Historic Poverty Bay and the East Coast, N.I., N.Z.
When a fire broke out in Teat and Friar's building in 1908 the water supply from Te Arai (which was being tested) registered a pressure of 140lbs. at the fire station, but, before the brigade reached the scene of the blaze, the water had been turned off. In the absence of male helpers some women operated the levers of the manual to draw water from a tank until the Te Arai supply was turned on again.
The steam plant was used for the last time on the occasion of a fire in Hallam's shop in Hall's Block in March, 1910. A heavy flood had broken the Te Arai main. On account of the rose of the suction pipe which fed the well being partly choked with debris the two street hydrants could be used only alternately.
For many years His Majesty's Theatre, which stood in Customhouse Street, was Gisborne's principal place of entertainment. It replaced the Academy of Music, and was built, in 1900, at a cost of £5,000, by the trustees in the estate of Peter McFarlane. There was a dress circle, and the building had seating for 1,000.
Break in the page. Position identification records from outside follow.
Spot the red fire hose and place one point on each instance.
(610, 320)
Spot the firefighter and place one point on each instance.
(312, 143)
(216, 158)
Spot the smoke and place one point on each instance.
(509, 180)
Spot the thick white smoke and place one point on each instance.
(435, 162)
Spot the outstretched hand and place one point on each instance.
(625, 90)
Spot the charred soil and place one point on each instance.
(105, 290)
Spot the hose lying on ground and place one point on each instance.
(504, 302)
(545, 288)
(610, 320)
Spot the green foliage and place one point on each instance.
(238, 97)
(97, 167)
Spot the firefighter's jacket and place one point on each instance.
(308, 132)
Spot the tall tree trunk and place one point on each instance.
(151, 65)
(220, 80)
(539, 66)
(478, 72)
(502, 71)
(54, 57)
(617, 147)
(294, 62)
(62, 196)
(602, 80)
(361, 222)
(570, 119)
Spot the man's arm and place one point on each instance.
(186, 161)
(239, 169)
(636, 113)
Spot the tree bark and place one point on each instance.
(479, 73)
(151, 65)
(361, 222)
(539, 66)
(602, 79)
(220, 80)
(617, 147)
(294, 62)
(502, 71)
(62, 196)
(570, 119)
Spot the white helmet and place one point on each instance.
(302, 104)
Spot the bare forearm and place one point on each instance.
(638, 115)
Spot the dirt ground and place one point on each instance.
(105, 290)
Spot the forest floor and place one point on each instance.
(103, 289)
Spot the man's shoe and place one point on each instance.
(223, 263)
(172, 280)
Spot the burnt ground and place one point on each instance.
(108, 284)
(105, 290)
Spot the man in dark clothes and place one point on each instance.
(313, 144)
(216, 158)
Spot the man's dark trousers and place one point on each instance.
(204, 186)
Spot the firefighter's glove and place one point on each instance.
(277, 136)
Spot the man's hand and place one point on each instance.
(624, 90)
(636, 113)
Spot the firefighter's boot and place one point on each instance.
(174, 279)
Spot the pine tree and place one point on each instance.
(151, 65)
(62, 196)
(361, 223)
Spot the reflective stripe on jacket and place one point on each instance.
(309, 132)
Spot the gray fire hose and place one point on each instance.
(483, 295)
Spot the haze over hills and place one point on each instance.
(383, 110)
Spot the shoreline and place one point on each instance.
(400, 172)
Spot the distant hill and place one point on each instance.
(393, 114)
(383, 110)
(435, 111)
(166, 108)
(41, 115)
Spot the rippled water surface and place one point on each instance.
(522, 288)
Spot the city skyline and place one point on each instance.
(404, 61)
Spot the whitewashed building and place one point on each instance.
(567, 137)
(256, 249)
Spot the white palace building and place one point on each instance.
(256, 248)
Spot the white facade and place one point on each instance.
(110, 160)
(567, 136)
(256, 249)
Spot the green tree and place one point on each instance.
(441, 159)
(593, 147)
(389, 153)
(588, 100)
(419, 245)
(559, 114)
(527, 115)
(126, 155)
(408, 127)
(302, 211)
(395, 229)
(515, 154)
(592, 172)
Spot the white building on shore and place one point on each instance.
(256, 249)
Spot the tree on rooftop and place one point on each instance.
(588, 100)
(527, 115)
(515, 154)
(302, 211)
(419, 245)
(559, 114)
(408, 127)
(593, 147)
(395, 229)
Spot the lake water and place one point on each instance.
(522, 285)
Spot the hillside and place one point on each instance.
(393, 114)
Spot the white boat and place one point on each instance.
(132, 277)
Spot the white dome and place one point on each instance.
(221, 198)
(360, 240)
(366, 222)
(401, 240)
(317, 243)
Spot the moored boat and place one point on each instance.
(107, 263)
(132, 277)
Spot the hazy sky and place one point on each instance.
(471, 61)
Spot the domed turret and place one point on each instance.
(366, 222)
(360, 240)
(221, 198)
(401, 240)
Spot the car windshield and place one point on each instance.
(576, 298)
The Garrison Hall (built in 1909 at a cost of £4,000) stood in Fitzherbert Street on the site now occupied by the Army Hall. The site was bought by the trustees of the old Volunteer Hall property in Customhouse Street in 1907 for £1,200, and the Government assisted to finance the cost of the new hall by buying the old hall and site for £1,100 and making a grant of £2,900. The trustees raised a private mortgage of £1,500. The roof was supported by wooden arches and there was a clear floor space, at the outset, of 144 feet by 132 feet. The Army Hall, which cost £13,000, was opened on 1 October, 1942.
Among the large number of country and Coast hotels which were destroyed by fire the largest was the Te Karaka Hotel, of 55 rooms (1913). Two of the three hotels at Tolaga Bay which preceded the Inn comprised over 40 rooms. Both the Native church at Manutuke and the first St. Luke's at Waerenga-a-Hika were burned down in 1910. The Tokomaru Bay freezing works had a narrow escape in August, 1913, and, during that year, the Tolaga Bay Town Hall was destroyed. Whilst moving pictures were being shown at His Majesty's Theatre at Te Karaka on 6 July, 1918, a destructive fire broke out and the 250 patrons left in haste. The Waiapu Farmers' Company's extensive premises at Tikitiki were burnt in May, 1918.
The Gisborne Fire Board held its first meeting on 13 July, 1908. J. Townley was the first chairman. The present up-to-date fire station was built in 1938, replacing one that had been erected on the same site in 1915. In 1948 B. S. Bree was chosen as chairman for his twenty-first term.
The Gisborne Fire Brigade (1949) is composed of a superintendent, two foremen and 23 firemen (including two permanent hands), and its equipment includes four mobile engines, three mobile pumps, and two stationary pumps.
Stars for 25 years' service have been won as under: J. Townley, 1883–1913; T. Morrison, 1883–1933; W. Fraser, 1886–1916; G. T. Wildish, 1886–1916; A. Thomson, 1889–1939; J. J. McLachlan, 1897–1922; W. Wildish, 1905–1938; S. Ledger, 1906–1931; T. J. Donovan, 1906–1941; J. W. Kane,* 1908–; D. L. Ferguson,* 1908–; J. P. Weston,* 1909–; S. Wildish, 1914–1941; W. H. Griffin,* 1914–; A. E. Drummond,* 1916–; E. McKenzie, 1914–47.
Superintendents: W. F. Crawford, 1877-April, 1878; Bedford Sherriff, April, 1878-December, 1878; G. J. Winter, 1878–85; J. Townley, 1885–1913; J. Thomson, 1913–19; J. W. Kane, 1919– (in April, 1949, Mr. Kane was appointed full-time superintendent). Secretaries: T. Faram, W. Fraser, C. Nield, G. Lapidge, D. Ferguson (39 years), P. McMahon and D. Brown.
Thirty-one brigades attended the United Fire Brigades' demonstrations held at Gisborne in February, 1946, and 299 teams competed for prize money aggregating £250.